Budge, 39, whose husband is a civilian contractor at Osan Air Base, saw three Korean boys struggling in the water. She later learned the boys were the fisherman’s two sons and their cousin.
“I could see three heads bobbing up and down,” she said. “It’s almost like things go in slow motion. You could tell he wasn’t going to get there in time so I told my son, ‘Go!’”
She’s a big believer in swimming proficiency, she said, and has made sure that her four children can swim well.
The man got two boys to safety but one of his sons had disappeared under about seven to eight feet of water.

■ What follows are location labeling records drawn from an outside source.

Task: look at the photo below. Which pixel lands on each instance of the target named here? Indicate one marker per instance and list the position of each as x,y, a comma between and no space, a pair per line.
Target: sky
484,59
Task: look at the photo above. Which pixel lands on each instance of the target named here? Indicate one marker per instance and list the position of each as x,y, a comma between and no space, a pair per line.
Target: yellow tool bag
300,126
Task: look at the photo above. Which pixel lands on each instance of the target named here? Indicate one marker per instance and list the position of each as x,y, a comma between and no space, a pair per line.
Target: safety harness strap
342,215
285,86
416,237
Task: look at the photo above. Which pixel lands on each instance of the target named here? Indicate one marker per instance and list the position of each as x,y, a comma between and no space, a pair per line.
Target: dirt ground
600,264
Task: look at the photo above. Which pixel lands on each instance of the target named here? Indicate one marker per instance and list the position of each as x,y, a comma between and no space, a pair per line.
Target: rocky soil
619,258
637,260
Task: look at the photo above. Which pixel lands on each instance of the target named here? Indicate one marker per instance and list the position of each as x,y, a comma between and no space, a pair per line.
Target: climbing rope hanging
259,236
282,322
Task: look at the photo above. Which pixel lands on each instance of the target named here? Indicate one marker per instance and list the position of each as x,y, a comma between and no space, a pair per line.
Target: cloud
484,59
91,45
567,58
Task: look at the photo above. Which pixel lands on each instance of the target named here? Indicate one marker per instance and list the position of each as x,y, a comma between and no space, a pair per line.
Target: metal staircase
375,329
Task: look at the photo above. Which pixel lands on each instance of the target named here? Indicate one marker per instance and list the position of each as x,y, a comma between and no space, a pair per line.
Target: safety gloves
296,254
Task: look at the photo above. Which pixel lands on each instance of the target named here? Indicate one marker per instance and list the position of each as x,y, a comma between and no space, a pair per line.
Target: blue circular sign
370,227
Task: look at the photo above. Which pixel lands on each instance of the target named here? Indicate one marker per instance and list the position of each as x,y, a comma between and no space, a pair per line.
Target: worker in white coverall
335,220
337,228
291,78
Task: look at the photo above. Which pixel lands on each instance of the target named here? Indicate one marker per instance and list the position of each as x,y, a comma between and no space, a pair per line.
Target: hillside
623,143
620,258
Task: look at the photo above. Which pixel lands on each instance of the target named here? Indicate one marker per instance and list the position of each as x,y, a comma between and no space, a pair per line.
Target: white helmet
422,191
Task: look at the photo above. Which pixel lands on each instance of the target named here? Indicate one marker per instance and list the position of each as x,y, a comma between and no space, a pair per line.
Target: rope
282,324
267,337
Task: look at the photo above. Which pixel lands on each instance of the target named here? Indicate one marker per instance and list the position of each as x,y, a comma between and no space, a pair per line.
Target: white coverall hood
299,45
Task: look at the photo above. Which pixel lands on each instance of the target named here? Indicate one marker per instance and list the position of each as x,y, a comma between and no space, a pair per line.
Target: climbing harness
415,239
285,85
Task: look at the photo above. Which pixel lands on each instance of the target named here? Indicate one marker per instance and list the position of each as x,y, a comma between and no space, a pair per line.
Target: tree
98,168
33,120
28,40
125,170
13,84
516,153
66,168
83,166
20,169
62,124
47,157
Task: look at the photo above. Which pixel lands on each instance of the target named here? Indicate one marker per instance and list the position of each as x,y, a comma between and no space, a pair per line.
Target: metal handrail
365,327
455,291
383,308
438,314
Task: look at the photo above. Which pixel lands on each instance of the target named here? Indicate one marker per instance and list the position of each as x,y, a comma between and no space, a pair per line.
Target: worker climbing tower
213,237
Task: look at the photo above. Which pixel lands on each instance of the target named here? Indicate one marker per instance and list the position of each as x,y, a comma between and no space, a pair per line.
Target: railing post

Over the next seven or so minutes, Adam, an eighth-grader at the International Christian School in Pyeongtaek, made 10 to 15 dives.
“I swam straight to the bottom and was feeling around and I resurfaced, and I just breathed in a huge gulp of air and went back down,” he said. “It was really, really murky.”
He found the boy and brought him up.
The father and another fisherman began trying to resuscitate the boy, but neither seemed familiar with how to do it.
“I tell you, I never felt so helpless in my whole life because here I had two cell phones and I didn’t know how to call for help and I didn’t know how to tell them they were doing CPR wrong,” Heather Budge said.
The boy lay lifeless. An ambulance eventually arrived and took him away.
That night, a shaken Budge asked a friend from church, Jihyun Knudsen, to join her for a walk and mentioned she wished she could learn the boy’s condition and speak with his family.
“In a country this big, and not speaking the language, I figured, ‘No, we’ll never know the rest of the story,’” Budge said.
But two or three weeks later, Knudsen called with astonishing news: The mother of the boy Adam Budge brought to the surface is a friend of a friend.
Knudsen’s friend said the boy, first-grader Park Jung-hoon, had been unconscious for two days but had pulled through.
Later, Knudsen called the boy’s mother and learned the family was eager to be in contact with Adam’s family.
Jung-hoon’s family had contacted a South Korean radio outlet, which spread word that they were hoping to find the American family. The boy’s family also had considered hanging a banner outside the base’s main gate, Knudsen said.
The two families met for the first time last Friday, when the boy’s family had the Budges to dinner at a restaurant in Osan city.
“It was great,” Knudsen said. “[Jung-hoon] was just the cutest boy, so vibrant.”
Jung-hoon’s mother sent Heather Budge an e-mail, which Knudsen translated.
“In the letter she said she couldn’t sleep she was so happy,” Knudsen said. “And she said it was the happiest day of her life meeting these people who ‘gave a second life to my son.’ So they were very, very grateful.”